For sure. The longer the time since your last pipette calibration or performance verification, the greater the threat to your data integrity. A rational step would be to do an “as found” performance check on each of your pipettes. If a pipette is not performing to specification, all data collected since your last calibration with the failed pipette are potentially flawed.
- Is remedial action required?
If your data integrity has been compromised, it is very likely that remedial action is required. Determine what regulations you are subject to and consult the relevant guidelines and SOPs. Of course, if any of your results are in doubt, you need to take action from not only a regulatory compliance standpoint, but also to ensure the enduring quality of your lab operations.
- Why did I allow so much time to elapse before I calibrated my pipettes?
Understanding how you got here is important in crafting an effective solution. Perhaps laboratory staff members find it burdensome to calibrate. Possibly your SOPs are not clearly documented and accountabilities are vague. Or, if you outsource calibration, you may simply be having difficulty with the price or performance of your provider. Whatever the case, you now should determine the ideal calibration program for your lab to ensure pipette quality.
- What options are available for calibration?

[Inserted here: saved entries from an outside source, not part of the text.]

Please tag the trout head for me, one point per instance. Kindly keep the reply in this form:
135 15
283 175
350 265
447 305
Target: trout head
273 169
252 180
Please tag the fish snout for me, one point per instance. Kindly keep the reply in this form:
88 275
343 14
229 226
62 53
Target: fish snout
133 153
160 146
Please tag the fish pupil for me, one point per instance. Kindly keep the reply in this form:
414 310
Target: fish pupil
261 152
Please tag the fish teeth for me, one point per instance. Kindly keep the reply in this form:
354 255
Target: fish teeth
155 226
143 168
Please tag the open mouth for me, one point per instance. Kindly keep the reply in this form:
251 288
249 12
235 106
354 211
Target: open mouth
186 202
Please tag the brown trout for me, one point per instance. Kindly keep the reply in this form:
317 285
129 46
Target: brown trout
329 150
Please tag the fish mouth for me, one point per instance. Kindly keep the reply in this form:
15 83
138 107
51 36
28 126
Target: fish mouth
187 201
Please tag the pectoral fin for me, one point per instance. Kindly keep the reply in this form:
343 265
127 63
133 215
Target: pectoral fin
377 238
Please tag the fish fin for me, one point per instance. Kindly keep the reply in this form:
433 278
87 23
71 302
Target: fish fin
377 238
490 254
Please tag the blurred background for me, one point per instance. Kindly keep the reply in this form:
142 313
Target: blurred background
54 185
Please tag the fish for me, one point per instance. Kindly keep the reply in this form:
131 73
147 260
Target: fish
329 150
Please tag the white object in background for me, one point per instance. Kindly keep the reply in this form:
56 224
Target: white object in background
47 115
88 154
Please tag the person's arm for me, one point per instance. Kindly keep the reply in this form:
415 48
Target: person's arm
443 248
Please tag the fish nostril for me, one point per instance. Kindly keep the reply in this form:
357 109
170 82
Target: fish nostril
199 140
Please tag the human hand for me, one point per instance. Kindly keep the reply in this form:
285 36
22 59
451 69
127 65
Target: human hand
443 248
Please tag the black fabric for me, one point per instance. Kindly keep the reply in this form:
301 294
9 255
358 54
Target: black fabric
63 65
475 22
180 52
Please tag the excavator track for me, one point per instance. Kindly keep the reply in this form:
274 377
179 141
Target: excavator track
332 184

There are many options for pipette calibration and the right choice depends on the relative importance of accuracy, precision, traceability and the volume range of the pipettes. Gravimetry, fluorometry, titration, single-dye photometry, and ratiometric photometry are all techniques that can be utilized to calibrate your pipettes. Gravimetry, for example, offers good accuracy at high volumes but is problematic for low volumes and in difficult environments. Fluorometry and single-dye photometry provide good precision information but limited accuracy information. Titration is typically time consuming and the results are subjective. Ratiometric photometry offers high levels of precision and accuracy. If utilized as a system with prepared reagents, a high performance photometer and data management software, it can also provide fast and objective results at all volumes.

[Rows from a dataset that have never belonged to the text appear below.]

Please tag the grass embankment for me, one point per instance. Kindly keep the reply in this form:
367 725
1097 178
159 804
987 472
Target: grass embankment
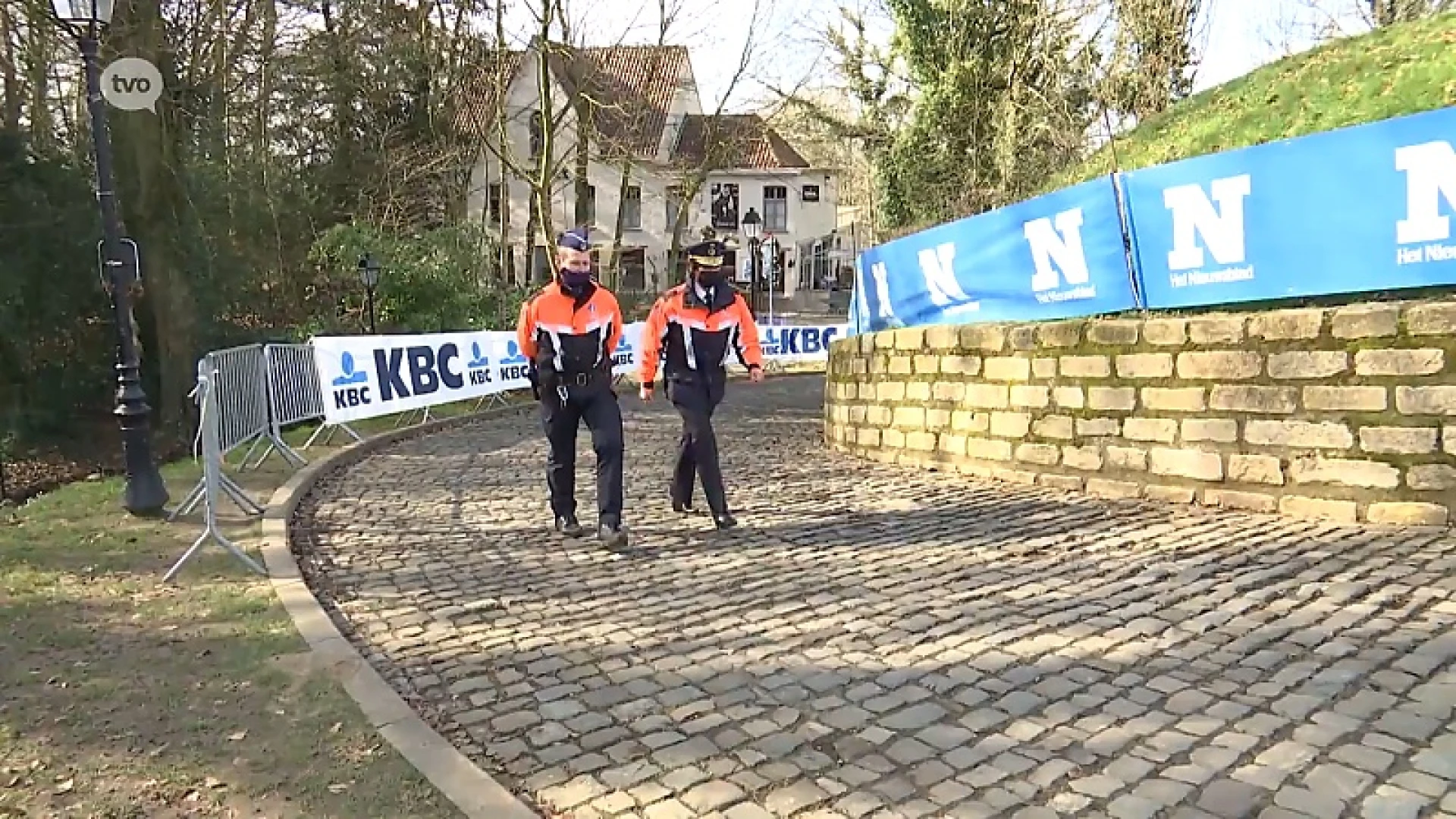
1392 72
124 698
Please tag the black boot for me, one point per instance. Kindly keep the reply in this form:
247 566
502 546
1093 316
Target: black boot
568 525
612 535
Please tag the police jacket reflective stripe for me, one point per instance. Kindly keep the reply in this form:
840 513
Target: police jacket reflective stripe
691 334
570 334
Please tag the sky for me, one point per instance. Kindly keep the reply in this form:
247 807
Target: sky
788 44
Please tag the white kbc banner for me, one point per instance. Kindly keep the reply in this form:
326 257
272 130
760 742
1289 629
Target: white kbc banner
364 376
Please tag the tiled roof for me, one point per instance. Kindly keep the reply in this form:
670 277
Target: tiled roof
739 140
476 112
629 89
632 88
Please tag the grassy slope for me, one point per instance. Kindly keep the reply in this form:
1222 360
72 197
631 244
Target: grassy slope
124 698
1394 72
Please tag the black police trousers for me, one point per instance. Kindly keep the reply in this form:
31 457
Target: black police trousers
695 397
598 406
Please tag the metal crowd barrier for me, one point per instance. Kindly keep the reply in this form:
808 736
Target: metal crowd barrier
237 384
215 435
294 397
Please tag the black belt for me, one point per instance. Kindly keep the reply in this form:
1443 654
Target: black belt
576 379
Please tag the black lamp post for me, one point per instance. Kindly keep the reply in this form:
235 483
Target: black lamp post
369 275
752 228
146 494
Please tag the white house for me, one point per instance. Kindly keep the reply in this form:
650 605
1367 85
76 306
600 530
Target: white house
647 118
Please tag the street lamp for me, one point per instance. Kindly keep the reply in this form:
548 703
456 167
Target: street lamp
752 224
145 494
369 275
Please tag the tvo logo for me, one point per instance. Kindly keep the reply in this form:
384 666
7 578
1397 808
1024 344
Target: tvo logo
799 340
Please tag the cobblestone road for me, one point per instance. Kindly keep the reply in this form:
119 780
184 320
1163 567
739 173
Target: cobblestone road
890 643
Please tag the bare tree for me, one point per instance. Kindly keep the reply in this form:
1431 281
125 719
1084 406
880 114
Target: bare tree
721 140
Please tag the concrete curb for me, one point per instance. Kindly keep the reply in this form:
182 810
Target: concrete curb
472 790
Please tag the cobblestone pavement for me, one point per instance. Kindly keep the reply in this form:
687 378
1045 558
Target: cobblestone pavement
890 643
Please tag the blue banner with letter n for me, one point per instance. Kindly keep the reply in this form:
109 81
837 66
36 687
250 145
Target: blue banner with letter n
1057 256
1359 209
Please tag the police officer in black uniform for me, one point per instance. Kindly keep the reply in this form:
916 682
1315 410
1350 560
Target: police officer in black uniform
568 331
693 330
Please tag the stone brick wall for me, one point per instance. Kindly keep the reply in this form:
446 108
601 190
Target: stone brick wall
1341 413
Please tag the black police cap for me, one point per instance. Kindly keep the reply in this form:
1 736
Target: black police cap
707 254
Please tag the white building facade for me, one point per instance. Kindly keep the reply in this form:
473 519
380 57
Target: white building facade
647 120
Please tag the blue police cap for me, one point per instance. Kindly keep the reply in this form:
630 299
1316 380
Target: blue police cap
574 240
707 254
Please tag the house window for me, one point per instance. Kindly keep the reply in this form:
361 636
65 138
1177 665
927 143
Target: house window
634 270
775 209
536 124
632 209
674 202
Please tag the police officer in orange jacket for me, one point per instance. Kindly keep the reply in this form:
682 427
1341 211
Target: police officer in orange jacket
568 331
693 328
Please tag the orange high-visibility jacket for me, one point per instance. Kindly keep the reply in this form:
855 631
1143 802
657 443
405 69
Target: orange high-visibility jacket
691 335
565 334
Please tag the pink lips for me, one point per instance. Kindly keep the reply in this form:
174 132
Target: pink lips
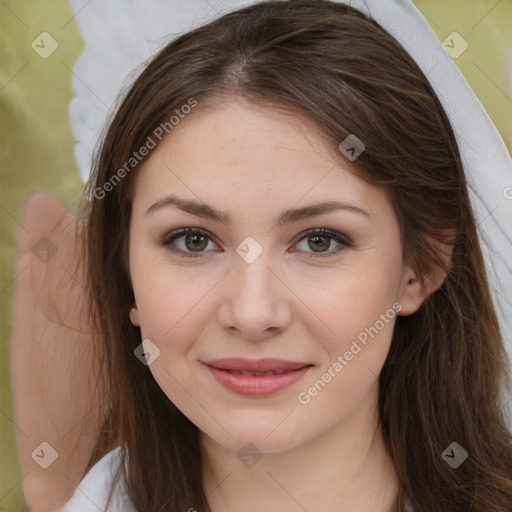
256 377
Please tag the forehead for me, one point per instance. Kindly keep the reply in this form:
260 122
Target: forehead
237 155
238 140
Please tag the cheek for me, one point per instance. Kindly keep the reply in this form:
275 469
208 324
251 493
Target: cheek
350 304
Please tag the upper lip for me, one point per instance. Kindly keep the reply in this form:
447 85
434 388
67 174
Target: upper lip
256 365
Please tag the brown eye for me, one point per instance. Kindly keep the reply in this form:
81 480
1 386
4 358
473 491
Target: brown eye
319 241
187 242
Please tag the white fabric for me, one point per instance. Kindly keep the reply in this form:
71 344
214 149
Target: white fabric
92 492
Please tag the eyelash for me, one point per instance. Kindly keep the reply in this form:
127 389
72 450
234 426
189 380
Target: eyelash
344 241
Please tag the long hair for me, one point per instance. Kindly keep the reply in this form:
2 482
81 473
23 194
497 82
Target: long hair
444 378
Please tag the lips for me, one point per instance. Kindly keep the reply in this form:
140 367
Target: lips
256 377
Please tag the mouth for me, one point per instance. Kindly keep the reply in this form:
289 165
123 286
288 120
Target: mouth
256 377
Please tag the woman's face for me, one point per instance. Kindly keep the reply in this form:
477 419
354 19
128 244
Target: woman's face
307 317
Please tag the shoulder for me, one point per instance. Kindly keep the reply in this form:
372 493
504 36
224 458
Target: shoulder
92 492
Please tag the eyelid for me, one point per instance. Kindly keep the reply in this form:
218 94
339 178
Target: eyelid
343 240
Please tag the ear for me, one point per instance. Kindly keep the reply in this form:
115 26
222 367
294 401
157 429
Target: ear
134 317
414 290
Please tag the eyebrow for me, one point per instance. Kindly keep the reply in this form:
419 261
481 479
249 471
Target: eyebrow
286 217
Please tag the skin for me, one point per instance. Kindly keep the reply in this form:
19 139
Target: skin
48 307
290 303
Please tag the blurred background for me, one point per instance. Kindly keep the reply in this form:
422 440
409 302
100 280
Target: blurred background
37 143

- How often should I calibrate?
The appropriate pipette calibration interval depends upon several factors including the degree of confidence required in your results, the amount and type of use a pipette receives, and the accuracy and precision required for specific procedures. In some cases, pipette performance should be verified daily. In other cases, monthly or quarterly is sufficient. One solution many labs have implemented is to partner with an outside provider for annual calibrations, while also utilizing an in-house program to perform interim verifications. An internal system—typically less rigorous than a full calibration and easy to implement—enables you to ensure the quality of your ongoing operations whenever necessary. For instance, you may want to verify pipette performance before critical procedures, or when you suspect a mechanical failure of the pipette.

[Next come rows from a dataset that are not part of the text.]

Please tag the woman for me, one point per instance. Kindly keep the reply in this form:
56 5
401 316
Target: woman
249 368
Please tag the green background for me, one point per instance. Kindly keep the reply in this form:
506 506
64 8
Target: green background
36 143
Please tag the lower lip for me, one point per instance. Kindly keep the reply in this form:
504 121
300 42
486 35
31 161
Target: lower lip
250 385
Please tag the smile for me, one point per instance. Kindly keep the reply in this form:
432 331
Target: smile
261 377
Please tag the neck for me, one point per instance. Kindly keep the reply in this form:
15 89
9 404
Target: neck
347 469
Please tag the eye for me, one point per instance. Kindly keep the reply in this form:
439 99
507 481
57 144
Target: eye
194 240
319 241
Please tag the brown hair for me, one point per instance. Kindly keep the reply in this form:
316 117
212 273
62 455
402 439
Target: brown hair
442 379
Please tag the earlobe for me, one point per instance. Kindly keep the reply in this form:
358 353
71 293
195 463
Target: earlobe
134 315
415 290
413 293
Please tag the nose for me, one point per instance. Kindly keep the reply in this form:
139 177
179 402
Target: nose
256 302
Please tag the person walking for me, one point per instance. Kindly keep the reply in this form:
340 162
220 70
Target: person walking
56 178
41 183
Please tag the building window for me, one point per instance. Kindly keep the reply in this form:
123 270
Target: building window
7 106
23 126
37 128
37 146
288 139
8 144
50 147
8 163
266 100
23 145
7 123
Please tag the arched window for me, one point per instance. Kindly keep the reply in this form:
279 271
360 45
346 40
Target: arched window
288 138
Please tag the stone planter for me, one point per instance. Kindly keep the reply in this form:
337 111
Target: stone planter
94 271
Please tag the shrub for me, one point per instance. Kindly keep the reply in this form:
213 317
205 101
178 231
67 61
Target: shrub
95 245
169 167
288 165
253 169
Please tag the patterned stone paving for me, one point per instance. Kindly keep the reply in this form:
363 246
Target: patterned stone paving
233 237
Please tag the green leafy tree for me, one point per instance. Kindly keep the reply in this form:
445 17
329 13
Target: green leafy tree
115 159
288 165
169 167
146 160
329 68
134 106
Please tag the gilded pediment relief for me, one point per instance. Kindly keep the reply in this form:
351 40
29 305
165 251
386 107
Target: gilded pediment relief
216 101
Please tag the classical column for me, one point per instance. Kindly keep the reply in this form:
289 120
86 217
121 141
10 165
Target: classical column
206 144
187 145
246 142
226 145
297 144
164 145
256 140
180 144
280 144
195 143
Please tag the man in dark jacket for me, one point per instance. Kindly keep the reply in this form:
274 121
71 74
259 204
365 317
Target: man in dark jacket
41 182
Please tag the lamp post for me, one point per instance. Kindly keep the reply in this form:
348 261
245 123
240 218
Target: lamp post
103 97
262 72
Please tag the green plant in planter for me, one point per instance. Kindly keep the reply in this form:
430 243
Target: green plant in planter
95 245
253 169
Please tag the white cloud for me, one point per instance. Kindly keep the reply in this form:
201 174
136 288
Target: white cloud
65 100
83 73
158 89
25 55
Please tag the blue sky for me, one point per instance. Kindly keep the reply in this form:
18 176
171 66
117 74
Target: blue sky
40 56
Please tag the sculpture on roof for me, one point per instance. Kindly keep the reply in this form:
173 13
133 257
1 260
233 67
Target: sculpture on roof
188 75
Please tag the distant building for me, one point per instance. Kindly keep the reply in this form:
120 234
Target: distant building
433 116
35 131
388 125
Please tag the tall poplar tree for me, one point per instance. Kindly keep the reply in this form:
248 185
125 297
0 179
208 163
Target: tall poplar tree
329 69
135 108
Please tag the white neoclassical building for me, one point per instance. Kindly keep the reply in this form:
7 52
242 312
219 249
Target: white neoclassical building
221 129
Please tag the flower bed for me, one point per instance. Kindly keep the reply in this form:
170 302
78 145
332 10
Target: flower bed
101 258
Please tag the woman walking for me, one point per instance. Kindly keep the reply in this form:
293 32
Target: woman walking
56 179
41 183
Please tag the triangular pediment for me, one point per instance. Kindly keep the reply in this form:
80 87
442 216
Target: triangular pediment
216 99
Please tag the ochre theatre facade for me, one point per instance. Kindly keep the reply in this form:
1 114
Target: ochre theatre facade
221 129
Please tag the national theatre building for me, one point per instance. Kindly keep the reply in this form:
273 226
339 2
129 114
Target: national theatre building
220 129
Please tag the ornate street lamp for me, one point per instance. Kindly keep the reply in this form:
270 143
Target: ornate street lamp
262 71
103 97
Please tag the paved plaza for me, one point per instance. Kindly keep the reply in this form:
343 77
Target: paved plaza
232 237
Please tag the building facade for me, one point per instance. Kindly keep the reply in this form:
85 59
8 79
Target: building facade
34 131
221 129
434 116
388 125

Also important is your target reliability level, which is determined by the quality mandate and established tolerances in a given lab. Your quality assurance objectives and the appropriate regulatory standards should also be taken into consideration when deciding on calibration frequency. While all of this may sound complex, there is expert guidance available from sources such as LHTalk.org, and other web-based discussion groups.
- How do I prevent this situation from arising again?
You now need to implement a liquid handling quality assurance program. This should include the appropriate procedures, training, and a clear accountability structure for enforcement. With a good calibration program in place, you’ll have greater confidence in your data, prevent the erosion of lab efficiency, and rest assured your processes are compliant and in control.